The Uttlesford examination

At the public examination I argued that the ORS figures for Uttlesford prepared by ORS (Opinion Research Services) are wrong and too high. I am sure I am right. ORS (Opinion Research Services) was commissioned jointly by Uttlesford/Harlow/East Herts/Epping Forest councils.

I asked, yet again, why ONS (Office for National Statistics) projections have Epping 20% – 25% greater than Uttlesford yet every ORS working has Uttlesford higher. For the first time I got a response. According to ORS Epping has more constraints. I have no idea what these are. It can’t be green belt because we are talking about housing need, not the ability to deliver it.

But my more important point concerned the use of the 2016-based household projections issued by the ONS in September 2018. These showed lower figures for most districts including Uttlesford. I believe it could bring the Uttlesford figure down to around 11,575 to 12,100). Last October I argued at a UDC council meeting that these latest projections should be used.  UDC’s response was that there was insufficient time to change. I thought that was the end of it until I discovered the outcome of the Guildford Local Plan examination.


 Guildford’s local Plan was submitted in December 2017. Like the UDC plan it was under the old NPPF that states that up-to-date figures should be used.

As the examination continued they recalculated their housing need based on latest government figures (published during the course of the examination), and the Inspector accepted this. The Inspector’s final report was issued in March 2019.

Guildford’s Local Plan originally had a housing need figure of 12,426 (over 19 years). The Inspector agreed that using the latest “2016” based projections (issued in 2018) this figure could be reduced to 10,678.

But Guildford is actually now aiming to supply some 14,600 (almost 4,000 more than the apparent need). One parish council has already applied for a judicial review (having raised £30,000 from local residents) and two more are lining up.

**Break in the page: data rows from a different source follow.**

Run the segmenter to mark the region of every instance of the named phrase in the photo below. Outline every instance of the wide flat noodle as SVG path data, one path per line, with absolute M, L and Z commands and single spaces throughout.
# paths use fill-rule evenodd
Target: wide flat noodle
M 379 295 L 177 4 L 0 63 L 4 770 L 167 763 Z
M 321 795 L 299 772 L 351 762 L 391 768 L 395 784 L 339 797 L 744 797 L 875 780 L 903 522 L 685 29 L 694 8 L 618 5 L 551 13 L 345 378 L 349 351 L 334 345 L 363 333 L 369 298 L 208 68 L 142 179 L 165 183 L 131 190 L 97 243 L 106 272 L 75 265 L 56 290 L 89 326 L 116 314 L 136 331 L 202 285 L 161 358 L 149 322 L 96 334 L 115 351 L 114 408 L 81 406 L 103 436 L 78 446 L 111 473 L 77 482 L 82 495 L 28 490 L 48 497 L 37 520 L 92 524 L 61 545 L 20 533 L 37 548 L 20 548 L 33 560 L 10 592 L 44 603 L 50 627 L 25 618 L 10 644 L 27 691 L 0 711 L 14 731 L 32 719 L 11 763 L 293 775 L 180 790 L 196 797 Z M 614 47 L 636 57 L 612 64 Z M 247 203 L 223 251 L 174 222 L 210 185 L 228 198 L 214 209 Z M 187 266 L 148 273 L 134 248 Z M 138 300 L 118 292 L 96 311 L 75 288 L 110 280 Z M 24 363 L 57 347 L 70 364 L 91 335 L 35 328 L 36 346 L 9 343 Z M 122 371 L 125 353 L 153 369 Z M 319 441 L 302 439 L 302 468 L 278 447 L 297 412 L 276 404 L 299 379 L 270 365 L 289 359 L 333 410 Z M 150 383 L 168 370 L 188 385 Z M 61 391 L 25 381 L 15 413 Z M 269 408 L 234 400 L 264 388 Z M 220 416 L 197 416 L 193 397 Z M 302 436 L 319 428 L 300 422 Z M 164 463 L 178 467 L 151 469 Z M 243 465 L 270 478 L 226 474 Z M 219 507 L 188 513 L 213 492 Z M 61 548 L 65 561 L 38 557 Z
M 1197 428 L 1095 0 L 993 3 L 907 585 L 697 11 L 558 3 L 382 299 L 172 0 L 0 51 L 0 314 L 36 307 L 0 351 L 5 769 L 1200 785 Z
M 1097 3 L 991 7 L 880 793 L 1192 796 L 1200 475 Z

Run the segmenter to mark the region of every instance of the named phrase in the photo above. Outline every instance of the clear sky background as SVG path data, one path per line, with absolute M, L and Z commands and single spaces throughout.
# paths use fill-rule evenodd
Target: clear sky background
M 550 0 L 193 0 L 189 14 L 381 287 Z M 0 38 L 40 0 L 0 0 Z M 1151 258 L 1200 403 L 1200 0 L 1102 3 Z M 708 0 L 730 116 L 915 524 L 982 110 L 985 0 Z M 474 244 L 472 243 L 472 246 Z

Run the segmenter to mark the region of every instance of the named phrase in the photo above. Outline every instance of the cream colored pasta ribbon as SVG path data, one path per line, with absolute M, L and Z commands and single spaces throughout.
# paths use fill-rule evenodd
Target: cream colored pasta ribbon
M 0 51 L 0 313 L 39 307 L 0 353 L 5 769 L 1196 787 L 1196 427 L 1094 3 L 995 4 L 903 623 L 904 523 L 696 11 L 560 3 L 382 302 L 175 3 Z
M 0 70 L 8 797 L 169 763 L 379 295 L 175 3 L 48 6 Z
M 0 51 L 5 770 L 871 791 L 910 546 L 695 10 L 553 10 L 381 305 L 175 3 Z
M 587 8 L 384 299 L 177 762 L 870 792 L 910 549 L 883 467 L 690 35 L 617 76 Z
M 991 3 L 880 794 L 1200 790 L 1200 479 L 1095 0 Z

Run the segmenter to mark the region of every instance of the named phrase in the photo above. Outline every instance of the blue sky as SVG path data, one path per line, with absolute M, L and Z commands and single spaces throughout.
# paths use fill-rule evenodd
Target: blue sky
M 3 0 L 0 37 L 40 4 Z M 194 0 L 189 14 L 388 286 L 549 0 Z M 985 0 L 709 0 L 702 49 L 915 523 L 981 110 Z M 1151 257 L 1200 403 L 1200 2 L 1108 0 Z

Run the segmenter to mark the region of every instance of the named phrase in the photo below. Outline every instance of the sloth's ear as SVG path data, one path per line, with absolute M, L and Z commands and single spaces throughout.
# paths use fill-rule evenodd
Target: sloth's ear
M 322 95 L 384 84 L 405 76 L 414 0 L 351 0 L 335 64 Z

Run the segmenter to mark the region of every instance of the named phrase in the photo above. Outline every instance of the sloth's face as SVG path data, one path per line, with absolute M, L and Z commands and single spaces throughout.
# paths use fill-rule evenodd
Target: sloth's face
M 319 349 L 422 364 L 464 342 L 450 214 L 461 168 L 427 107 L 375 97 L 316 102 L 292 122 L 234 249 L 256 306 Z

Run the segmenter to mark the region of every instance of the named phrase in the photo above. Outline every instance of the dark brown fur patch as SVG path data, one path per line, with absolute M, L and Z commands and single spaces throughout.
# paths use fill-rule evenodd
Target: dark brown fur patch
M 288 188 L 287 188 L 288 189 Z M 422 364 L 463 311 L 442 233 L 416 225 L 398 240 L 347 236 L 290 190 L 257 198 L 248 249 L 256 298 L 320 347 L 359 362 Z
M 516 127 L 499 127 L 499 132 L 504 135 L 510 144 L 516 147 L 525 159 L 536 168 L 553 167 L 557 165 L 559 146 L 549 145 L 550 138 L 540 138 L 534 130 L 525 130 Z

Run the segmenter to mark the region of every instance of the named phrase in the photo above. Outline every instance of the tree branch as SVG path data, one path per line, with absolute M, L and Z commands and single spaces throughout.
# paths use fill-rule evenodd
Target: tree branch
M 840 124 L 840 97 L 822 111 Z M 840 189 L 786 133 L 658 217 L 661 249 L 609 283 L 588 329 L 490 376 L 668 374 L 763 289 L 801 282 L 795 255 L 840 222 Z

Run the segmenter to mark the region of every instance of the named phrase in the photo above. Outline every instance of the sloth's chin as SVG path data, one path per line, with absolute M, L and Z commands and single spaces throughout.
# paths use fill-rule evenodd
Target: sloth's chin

Guildford’s Local Plan was adopted just a week before the local elections when the Conservatives lost control. Their’s was the third largest loss by a ruling Conservative group. Uttlesford was first and Vale of White Horse second. All three have major housing issues.

North Herts

 This plan, covering 20 years, is currently nearing the end of public examination. From what I can make out the Inspector must have asked the council about the effects of the 2016-based household formation projections published by ONS.. The council produced a paper showing that it would reduce the housing requirement from 13,800 to 11,000.

Interestingly the 13,800 figure was calculated by ORS, the same organization used by Uttlesford. However, the council’s report argues strongly that the housing need figure should not be reduced quoting national needs and that, if the figures were reduced, an early review would be required, which, under the latest standard method, would simply bring the figure back up again.

The Inspector has written back in fairly candid terms on a number of different issues. With regard to a possible reduction in the numbers he states that he has to determine whether the reduction amounts to a ‘meaningful change’ and at face value he thinks it does. Since he considers this vital to the soundness of the Local Plan it is unfair to participants to proceed without a new hearing.

Despite an originally assessed need of 13,800 the North Herts Local Plan actually envisages a supply of a massive 15,950 new houses including intrusions into the green belt.

North Herts is controlled by the Conservatives. They hold elections in thirds. This year the Conservatives lost 7 of the 14 seats they were defending.

Post script by StopNUtown

• It is interesting how these three examples of what were then Conservative-controlled councils adopted high estimates of housing need only for the Inspector in the case of Guildford and North Herts to suggest they should be lower. Will the Inspector come to the same conclusion for Uttlesford?

• We still await a plausible explanation for deciding UDC’s housing need on the basis of a “strategic market” assessment based on an area surrounding the south of the district and then putting 30% of the resulting housing requirement in the north of the district adjoining a different market area.